Product and legal context
Can you legally own land on the Moon?
A Craterra digital plot is not a deed to physical lunar land. It is a service-level digital record connected to selected coordinates and geometry in the Craterra lunar experience.
- Region
- Copernicus
- Center
- 9.6° N · 20.1° W
- Status
- Verified record
The short answer
International space law does not provide Craterra with a mechanism to grant sovereign or conventional real-estate title to part of the Moon. Article II of the Outer Space Treaty states that outer space, including the Moon and other celestial bodies, is not subject to national appropriation by sovereignty, use, occupation, or other means.
Questions about private claims and national legislation can be more complex, but a commercial certificate should not be presented as an internationally recognized land deed. Craterra therefore defines its product more narrowly and clearly.
What exists inside Craterra
The user selects an area on the interactive surface. Craterra records the corresponding plot geometry, coordinates, account relationship, and certificate data within the service. The result can be revisited on the map and verified through the public certificate route.
After issue, the public certificate metadata is pinned to IPFS. Its content identifier (CID) and metadata hash form a content-addressed cryptographic record that can be checked alongside the public verification page.

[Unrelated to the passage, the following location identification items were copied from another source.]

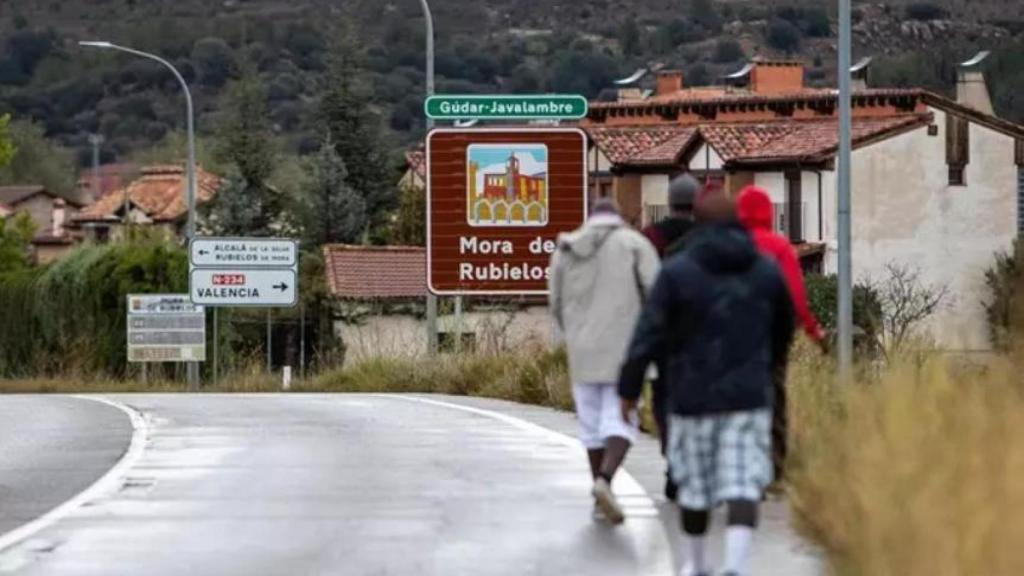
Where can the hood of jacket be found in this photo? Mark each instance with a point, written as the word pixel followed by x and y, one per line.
pixel 755 209
pixel 585 242
pixel 723 248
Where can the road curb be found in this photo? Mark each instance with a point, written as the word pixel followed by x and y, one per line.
pixel 107 484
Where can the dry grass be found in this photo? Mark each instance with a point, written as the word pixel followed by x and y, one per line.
pixel 916 471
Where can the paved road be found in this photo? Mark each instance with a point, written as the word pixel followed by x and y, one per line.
pixel 360 485
pixel 51 448
pixel 345 485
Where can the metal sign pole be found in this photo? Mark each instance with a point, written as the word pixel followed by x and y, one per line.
pixel 269 343
pixel 845 158
pixel 216 337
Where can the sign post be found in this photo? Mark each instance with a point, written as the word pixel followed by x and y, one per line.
pixel 479 107
pixel 244 272
pixel 497 200
pixel 165 328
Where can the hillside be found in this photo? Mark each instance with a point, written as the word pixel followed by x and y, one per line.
pixel 483 46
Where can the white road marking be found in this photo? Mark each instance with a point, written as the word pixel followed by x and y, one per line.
pixel 626 487
pixel 108 484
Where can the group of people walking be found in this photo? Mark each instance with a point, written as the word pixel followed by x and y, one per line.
pixel 704 305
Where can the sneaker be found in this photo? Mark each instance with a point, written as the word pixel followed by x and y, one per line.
pixel 606 501
pixel 671 492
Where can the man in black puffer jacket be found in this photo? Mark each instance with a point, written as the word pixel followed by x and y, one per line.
pixel 722 317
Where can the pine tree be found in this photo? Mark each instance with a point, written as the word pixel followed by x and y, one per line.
pixel 337 212
pixel 247 204
pixel 354 129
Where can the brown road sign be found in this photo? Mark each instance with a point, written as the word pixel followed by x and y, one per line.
pixel 497 200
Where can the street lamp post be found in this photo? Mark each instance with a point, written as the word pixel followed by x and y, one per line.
pixel 431 298
pixel 845 168
pixel 190 166
pixel 190 183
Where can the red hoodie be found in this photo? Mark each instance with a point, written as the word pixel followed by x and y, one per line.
pixel 756 213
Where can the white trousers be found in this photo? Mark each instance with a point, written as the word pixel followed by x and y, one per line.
pixel 598 409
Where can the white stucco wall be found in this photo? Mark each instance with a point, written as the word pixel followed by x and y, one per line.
pixel 904 211
pixel 706 159
pixel 406 336
pixel 773 183
pixel 809 193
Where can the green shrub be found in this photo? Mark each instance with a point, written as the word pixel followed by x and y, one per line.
pixel 69 318
pixel 1005 303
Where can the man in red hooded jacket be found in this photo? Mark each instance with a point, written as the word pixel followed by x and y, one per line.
pixel 756 213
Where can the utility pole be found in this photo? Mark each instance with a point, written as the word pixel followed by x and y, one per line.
pixel 845 169
pixel 96 140
pixel 192 367
pixel 431 298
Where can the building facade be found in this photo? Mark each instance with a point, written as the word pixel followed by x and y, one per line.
pixel 936 182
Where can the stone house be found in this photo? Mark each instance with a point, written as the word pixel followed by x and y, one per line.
pixel 155 200
pixel 937 183
pixel 380 294
pixel 49 211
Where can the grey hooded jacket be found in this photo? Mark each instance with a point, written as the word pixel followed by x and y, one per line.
pixel 599 278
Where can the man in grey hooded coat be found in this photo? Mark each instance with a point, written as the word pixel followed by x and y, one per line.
pixel 600 275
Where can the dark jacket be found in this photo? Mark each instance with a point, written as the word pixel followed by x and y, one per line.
pixel 668 234
pixel 722 316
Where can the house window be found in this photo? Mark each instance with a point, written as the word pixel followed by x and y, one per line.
pixel 956 176
pixel 653 213
pixel 957 148
pixel 1020 201
pixel 795 192
pixel 446 342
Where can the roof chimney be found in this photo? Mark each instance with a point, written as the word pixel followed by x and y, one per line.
pixel 669 82
pixel 776 77
pixel 859 74
pixel 971 88
pixel 59 216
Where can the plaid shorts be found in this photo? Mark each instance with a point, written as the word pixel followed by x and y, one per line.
pixel 722 457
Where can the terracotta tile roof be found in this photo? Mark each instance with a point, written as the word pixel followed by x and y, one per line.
pixel 720 96
pixel 812 139
pixel 376 273
pixel 160 193
pixel 798 139
pixel 416 161
pixel 624 145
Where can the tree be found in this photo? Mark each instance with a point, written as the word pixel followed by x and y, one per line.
pixel 411 224
pixel 35 159
pixel 337 212
pixel 247 205
pixel 16 233
pixel 6 146
pixel 629 36
pixel 728 50
pixel 215 62
pixel 354 129
pixel 906 303
pixel 1005 305
pixel 783 35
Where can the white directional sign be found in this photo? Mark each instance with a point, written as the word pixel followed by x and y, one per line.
pixel 165 328
pixel 248 252
pixel 244 272
pixel 245 287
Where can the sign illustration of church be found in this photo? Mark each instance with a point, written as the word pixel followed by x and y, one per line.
pixel 507 184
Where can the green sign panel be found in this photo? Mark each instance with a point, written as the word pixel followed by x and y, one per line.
pixel 535 107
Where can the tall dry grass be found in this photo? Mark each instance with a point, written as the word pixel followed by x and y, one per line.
pixel 915 470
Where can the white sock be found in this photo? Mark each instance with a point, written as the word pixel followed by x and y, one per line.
pixel 697 561
pixel 737 548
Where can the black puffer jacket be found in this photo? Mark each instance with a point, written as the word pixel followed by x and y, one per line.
pixel 722 316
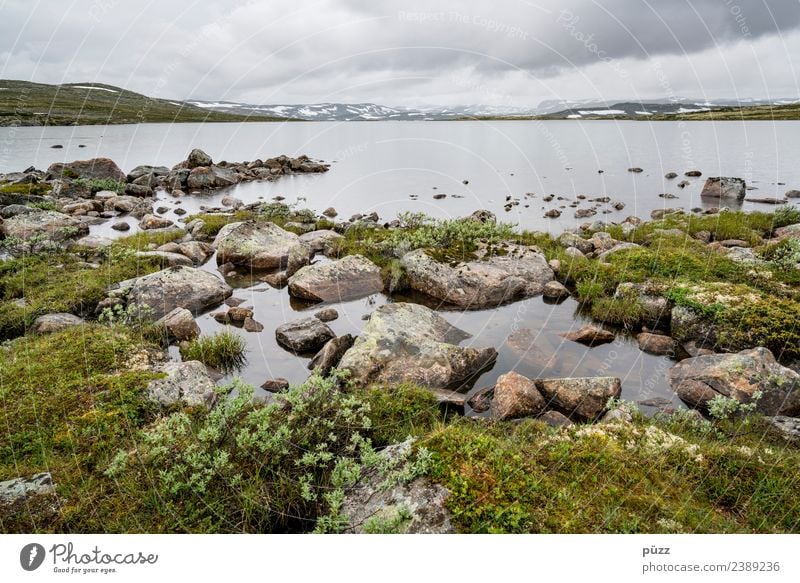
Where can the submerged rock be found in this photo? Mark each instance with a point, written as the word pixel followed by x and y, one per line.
pixel 411 343
pixel 178 287
pixel 254 245
pixel 584 398
pixel 349 278
pixel 521 272
pixel 739 376
pixel 303 336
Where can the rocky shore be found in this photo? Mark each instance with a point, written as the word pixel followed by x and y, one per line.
pixel 715 292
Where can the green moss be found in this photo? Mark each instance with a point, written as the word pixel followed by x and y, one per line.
pixel 612 478
pixel 69 401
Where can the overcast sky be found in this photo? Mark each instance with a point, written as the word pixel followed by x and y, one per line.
pixel 413 53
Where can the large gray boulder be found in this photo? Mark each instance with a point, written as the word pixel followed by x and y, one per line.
pixel 254 245
pixel 521 272
pixel 724 187
pixel 349 278
pixel 186 383
pixel 178 287
pixel 411 343
pixel 739 376
pixel 53 225
pixel 416 507
pixel 583 398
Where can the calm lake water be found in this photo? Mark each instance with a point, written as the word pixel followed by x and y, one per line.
pixel 377 166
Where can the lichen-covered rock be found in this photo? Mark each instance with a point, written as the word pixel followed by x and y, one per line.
pixel 53 225
pixel 178 287
pixel 303 336
pixel 522 272
pixel 416 507
pixel 584 398
pixel 411 343
pixel 186 383
pixel 516 396
pixel 349 278
pixel 254 245
pixel 49 323
pixel 740 376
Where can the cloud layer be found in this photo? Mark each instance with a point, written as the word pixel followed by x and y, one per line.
pixel 508 52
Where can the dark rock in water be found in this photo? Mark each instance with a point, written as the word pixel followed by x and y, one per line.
pixel 655 343
pixel 590 336
pixel 583 398
pixel 723 187
pixel 404 342
pixel 303 336
pixel 198 158
pixel 277 385
pixel 417 507
pixel 481 401
pixel 349 278
pixel 184 287
pixel 327 314
pixel 93 169
pixel 49 323
pixel 330 355
pixel 488 281
pixel 516 396
pixel 739 376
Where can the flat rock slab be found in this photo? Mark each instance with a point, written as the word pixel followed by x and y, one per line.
pixel 739 376
pixel 411 343
pixel 521 272
pixel 254 245
pixel 178 287
pixel 349 278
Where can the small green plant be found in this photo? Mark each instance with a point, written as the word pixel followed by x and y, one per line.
pixel 224 351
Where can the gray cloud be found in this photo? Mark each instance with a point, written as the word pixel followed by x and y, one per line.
pixel 511 52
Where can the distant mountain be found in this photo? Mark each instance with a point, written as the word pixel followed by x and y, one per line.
pixel 35 104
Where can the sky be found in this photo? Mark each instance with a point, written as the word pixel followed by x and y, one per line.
pixel 504 53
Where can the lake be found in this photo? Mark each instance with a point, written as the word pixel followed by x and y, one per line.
pixel 377 166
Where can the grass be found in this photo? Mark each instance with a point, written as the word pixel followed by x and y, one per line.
pixel 24 103
pixel 650 476
pixel 224 351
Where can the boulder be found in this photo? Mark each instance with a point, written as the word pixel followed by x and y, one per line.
pixel 303 336
pixel 179 325
pixel 254 245
pixel 416 507
pixel 18 489
pixel 330 355
pixel 411 343
pixel 739 376
pixel 521 272
pixel 178 287
pixel 516 396
pixel 349 278
pixel 49 323
pixel 50 224
pixel 94 169
pixel 723 187
pixel 186 383
pixel 198 158
pixel 590 335
pixel 582 398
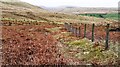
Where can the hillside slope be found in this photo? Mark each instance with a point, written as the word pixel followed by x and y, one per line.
pixel 17 10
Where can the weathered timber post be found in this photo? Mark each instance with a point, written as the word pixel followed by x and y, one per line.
pixel 107 37
pixel 93 32
pixel 66 26
pixel 76 31
pixel 85 30
pixel 70 27
pixel 79 30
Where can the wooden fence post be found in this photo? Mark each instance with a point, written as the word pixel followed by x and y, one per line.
pixel 107 37
pixel 79 31
pixel 76 33
pixel 93 32
pixel 85 31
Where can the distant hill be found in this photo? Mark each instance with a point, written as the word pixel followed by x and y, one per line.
pixel 81 10
pixel 17 10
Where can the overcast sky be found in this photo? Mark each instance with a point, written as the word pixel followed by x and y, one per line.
pixel 78 3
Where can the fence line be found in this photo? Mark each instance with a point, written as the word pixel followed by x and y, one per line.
pixel 77 32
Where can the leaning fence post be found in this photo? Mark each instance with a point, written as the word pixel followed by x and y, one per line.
pixel 107 37
pixel 76 32
pixel 79 31
pixel 93 32
pixel 85 30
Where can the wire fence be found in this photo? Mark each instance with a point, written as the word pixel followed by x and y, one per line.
pixel 93 32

This creates a persistent digital place and collectible service record. It does not create sovereignty, physical access, resource rights, or legal control over activity on the Moon.
- Included
- Digital plot record in Craterra
- Included
- Coordinates, geometry, and certificate
- Not included
- Legal title to lunar real estate
- Not included
- Physical access or mineral rights
What the certificate confirms
The certificate confirms that a specific lunar plot—defined by its coordinates and geometry—is assigned to your Craterra account. It provides a persistent, verifiable record inside the service.